Auch wir sind bald mit dem Paradoxon schlechthin konfrontiert: Waehrend draussen die Sintflut imitiert wird, ist dem Wasserhahn kein einziger Tropfen zu entlocken. Das zu verstehen, faellt schwer, aber die Einzelhaendler freuen sich - sie lassen die Preise fuer Wasser in Flaschen und Kanistern prompt steigen.
Es fahren keine Busse mehr, die Strassen sind von Erdrutschen und Schlamm unpassierbar gemacht. Die Folge: Fuer fast eine Woche koennen viele hier nicht zur Arbeit. Auch fuer uns faellt alles aus, allerdings mit dem UNterschied, dass wir unser Essen trotzdem noch bezahlen koennen. Denn wo es vorher schon an Allem mangelte, fehlt jetzt auch das letzte Geld fuer Reis und BOhnen.
Wer Pech hat, verliert ausser seinem Haus und all seinem Hab und Gut nun auch noch die Moeglichkeit, Essen zu kaufen. Und nicht nur das: In ganz Costa Rica sind fast 50 Tote aufgrund der Regenfaelle verzeichnet. In San Isidro selbst ist es nicht allzu schlimm - zumindest gibt es wohl keine Toten.
Wir sitzen auf unseren paar zumindest halbwegs trockenen Quadratmetern und ueberlegen uns, wie wir helfen koennen. Schnell wird uns klar: Wir haben weder Geld noch andere MIttel dafuer. Es fehlen Transportmoeglichkeiten, Baumaterialien, Wasserkanister und vieles mehr.
Letztlich sind wir zum Nichtstum verbannt - ein ungutes Gefuehl, und es draengt sich die unschoene Frage auf, was wir denn hier eigentlich machen, wenn noch nicht einmal die Grundbeduerfnisse vieler Menschen gedeckt sind? Ein bisschen Zirkus-Training?
Aber diese Phase der Bitterkeit geht vorbei, der Regen hoert auf, das Leben nimmt wieder seinen Lauf. Ja, so fuehlt es sich wirklich an, als haette fuer diese paar Tage das Leben stillgestanden.

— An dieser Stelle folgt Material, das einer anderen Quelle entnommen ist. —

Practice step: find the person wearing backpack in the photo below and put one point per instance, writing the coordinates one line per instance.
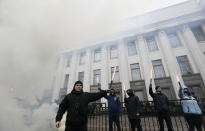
(191, 109)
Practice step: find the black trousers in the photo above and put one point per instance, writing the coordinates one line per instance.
(76, 128)
(164, 116)
(194, 121)
(134, 123)
(114, 117)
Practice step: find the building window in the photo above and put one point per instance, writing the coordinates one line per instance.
(68, 61)
(174, 40)
(158, 68)
(131, 48)
(97, 76)
(167, 92)
(82, 58)
(184, 65)
(97, 55)
(140, 94)
(117, 75)
(66, 81)
(81, 76)
(151, 43)
(197, 92)
(199, 34)
(113, 52)
(135, 72)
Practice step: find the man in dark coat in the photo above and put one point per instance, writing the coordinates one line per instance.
(133, 106)
(161, 104)
(76, 105)
(114, 107)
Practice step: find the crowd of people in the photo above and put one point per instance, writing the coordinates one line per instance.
(76, 106)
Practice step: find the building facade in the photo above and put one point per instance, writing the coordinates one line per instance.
(170, 41)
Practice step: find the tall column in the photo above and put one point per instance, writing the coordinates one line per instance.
(170, 60)
(74, 64)
(58, 78)
(194, 49)
(124, 72)
(146, 62)
(203, 28)
(87, 72)
(104, 70)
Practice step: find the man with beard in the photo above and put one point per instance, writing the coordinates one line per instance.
(114, 107)
(191, 109)
(76, 105)
(161, 104)
(133, 106)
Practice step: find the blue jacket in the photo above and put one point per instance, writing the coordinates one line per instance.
(114, 104)
(189, 103)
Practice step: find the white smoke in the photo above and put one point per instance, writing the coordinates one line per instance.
(32, 32)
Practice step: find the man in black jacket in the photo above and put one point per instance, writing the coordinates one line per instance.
(161, 104)
(76, 105)
(133, 106)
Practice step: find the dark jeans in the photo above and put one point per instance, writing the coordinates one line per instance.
(134, 122)
(114, 117)
(194, 121)
(164, 116)
(76, 128)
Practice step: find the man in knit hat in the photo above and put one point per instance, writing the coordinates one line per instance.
(191, 109)
(161, 104)
(76, 105)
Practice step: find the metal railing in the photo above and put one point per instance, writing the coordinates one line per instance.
(98, 117)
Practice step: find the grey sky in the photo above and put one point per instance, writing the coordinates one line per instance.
(33, 32)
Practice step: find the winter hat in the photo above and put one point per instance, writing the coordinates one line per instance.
(130, 91)
(78, 82)
(183, 87)
(157, 87)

Jetzt hat es fuer drei Tage gar nicht geregnet, und wir planen unseren Urlaub: Eine Woche in Nicaragua, und auf dem Rueckweg eine Nationalparktour im Norden Costa Ricas mit Bungee-Sprung.
Ich kann es kaum erwarten, mal wieder meinen Rucksack zu packen und loszuziehen!!!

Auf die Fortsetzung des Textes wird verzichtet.